On this basis it concludes there is basically no problem with the current law which allows companies to target mothers with promotional materials and inaccurate information, to offer gifts, advertise, make point-of-sale promotion, give inducements to health workers etc. etc.

The law should be protecting breastfeeding and protecting babies fed on formula. It is failing in this, as the evidence clearly shows - if the Panel would just consider it. This is contained in monitoring reports prepared by Baby Milk Action and in other submissions, including from Trading Standards, which has the task of enforcing the law.

You can send a message to the Minister for Public Health asking the government to send the report back to include these issues, or to otherwise reject it as a waste of public money. See:

2 comments:

Rob A said...

Mike, I am lost in all this. The regulations were introduced. Then they were suspended - to be reviewed. Now the review is done. Am I right in thinking the regulations are not in force yet?

Mike Brady said...

Hi Rob,

The action sheet gives the background: "Last year the UK Government promised a year-long review of the Infant Formula and Follow-on Formula Regulations 2007 and the Guidance Notes that accompany them. All UK health worker and mother support groups and the Government's own Scientific Advisory Committee on Nutrition had called for stronger measures than those implemented during the consultation on them."

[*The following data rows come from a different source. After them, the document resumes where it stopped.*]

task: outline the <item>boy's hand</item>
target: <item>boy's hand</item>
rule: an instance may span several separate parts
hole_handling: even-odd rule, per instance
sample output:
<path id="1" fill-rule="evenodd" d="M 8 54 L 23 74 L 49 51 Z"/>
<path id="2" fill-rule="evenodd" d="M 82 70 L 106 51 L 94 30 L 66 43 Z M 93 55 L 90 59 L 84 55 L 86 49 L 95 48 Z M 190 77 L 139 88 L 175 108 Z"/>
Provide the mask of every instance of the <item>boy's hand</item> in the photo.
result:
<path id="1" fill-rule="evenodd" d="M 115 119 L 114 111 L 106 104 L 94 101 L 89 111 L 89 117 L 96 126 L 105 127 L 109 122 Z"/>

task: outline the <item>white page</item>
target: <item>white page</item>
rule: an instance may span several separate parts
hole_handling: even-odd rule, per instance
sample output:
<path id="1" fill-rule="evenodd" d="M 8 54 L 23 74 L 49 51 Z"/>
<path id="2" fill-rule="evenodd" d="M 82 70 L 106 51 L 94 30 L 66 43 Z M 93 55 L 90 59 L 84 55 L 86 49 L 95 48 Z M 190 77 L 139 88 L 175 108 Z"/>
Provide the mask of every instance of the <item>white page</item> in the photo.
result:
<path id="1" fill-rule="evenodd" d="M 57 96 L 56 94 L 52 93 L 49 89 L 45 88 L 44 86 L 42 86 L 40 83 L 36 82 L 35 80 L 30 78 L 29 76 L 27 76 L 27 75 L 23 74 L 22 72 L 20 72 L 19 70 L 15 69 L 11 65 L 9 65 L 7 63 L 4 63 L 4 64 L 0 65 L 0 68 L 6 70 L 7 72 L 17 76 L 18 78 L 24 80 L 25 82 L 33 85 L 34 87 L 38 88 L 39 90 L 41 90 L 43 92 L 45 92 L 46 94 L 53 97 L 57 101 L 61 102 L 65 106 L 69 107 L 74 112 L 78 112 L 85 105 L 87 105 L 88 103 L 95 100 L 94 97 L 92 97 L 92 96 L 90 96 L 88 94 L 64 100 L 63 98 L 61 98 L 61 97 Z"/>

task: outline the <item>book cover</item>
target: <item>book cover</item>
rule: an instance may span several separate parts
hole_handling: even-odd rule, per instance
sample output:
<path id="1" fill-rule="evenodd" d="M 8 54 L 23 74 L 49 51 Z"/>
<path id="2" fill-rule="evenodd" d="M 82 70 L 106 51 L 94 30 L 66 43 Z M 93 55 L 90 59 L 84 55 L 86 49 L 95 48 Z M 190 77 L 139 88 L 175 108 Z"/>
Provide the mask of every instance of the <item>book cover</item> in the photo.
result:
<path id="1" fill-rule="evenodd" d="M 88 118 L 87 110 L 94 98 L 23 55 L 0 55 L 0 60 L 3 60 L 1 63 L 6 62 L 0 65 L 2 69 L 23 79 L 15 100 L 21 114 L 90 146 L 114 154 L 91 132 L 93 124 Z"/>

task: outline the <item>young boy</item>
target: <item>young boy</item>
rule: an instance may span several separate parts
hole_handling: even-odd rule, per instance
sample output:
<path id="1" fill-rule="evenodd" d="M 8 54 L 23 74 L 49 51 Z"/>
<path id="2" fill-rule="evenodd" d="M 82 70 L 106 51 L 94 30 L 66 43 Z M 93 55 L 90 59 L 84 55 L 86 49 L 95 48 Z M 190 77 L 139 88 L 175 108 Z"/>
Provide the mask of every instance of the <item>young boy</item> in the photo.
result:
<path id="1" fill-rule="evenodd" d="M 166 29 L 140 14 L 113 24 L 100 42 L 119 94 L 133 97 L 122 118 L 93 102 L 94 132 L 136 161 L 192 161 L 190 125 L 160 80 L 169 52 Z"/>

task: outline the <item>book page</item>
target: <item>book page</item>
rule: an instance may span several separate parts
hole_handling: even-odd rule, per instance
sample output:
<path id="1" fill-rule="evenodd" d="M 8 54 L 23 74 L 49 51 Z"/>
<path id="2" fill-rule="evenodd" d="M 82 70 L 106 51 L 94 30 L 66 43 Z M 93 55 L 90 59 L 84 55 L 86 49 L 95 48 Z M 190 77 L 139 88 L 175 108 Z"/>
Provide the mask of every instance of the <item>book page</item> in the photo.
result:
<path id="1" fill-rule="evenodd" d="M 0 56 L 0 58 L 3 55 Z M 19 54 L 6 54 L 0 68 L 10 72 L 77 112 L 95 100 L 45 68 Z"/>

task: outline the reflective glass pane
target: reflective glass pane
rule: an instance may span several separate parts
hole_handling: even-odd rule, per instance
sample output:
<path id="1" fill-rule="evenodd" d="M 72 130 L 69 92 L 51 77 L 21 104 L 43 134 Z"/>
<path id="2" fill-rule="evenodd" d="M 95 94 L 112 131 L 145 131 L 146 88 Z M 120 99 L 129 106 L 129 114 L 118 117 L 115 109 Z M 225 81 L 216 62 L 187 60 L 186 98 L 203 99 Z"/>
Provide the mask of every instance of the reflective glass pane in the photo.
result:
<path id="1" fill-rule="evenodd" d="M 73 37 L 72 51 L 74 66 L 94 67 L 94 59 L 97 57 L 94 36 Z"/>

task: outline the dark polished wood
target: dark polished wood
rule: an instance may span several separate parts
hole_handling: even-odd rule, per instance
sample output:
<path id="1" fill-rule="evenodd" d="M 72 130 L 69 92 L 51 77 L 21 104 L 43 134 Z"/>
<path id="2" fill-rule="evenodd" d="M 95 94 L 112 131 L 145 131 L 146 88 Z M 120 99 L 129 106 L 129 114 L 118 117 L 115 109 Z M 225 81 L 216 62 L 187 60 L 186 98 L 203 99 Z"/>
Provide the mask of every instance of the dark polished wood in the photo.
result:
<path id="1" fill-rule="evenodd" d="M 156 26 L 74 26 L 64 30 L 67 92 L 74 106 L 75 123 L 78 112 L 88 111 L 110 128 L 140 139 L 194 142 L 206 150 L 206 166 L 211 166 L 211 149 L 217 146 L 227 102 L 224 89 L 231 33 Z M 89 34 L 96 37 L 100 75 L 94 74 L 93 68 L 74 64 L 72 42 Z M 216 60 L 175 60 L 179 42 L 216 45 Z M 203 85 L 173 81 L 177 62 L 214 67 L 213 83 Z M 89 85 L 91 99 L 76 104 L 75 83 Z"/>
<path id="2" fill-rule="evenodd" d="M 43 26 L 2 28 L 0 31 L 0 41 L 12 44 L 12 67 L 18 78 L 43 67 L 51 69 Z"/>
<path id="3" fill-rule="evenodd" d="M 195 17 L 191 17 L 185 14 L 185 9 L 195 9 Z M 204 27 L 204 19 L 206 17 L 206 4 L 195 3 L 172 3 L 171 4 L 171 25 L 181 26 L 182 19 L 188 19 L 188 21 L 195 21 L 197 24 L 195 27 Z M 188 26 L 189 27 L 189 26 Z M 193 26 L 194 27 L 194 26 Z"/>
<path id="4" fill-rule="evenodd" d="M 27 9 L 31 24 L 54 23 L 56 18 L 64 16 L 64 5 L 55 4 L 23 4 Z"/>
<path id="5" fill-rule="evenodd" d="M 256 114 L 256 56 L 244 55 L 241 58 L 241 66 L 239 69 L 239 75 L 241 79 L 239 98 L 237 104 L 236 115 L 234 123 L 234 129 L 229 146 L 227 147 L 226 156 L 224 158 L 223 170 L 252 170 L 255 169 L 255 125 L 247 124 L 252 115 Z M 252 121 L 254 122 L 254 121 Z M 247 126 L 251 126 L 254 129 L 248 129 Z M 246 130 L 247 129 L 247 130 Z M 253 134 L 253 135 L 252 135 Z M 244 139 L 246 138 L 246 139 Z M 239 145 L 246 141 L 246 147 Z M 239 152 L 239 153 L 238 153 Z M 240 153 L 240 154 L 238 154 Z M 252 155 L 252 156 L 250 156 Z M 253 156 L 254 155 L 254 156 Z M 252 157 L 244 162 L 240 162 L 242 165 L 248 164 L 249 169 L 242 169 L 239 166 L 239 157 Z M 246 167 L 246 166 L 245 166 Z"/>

So the Regulations are in force (except the labeling and composition requirements that come into force in 2010) - but are not stopping promotion on the internet, carelines, in health facilities and through advertising of follow-on formula. The review was an opportunity to examine these marketing strategies and their impact, but the Panel did not consider these issues - just the issue of whether follow-on formula is being fed to babies under 6 months of age instead of infant formula by mistake.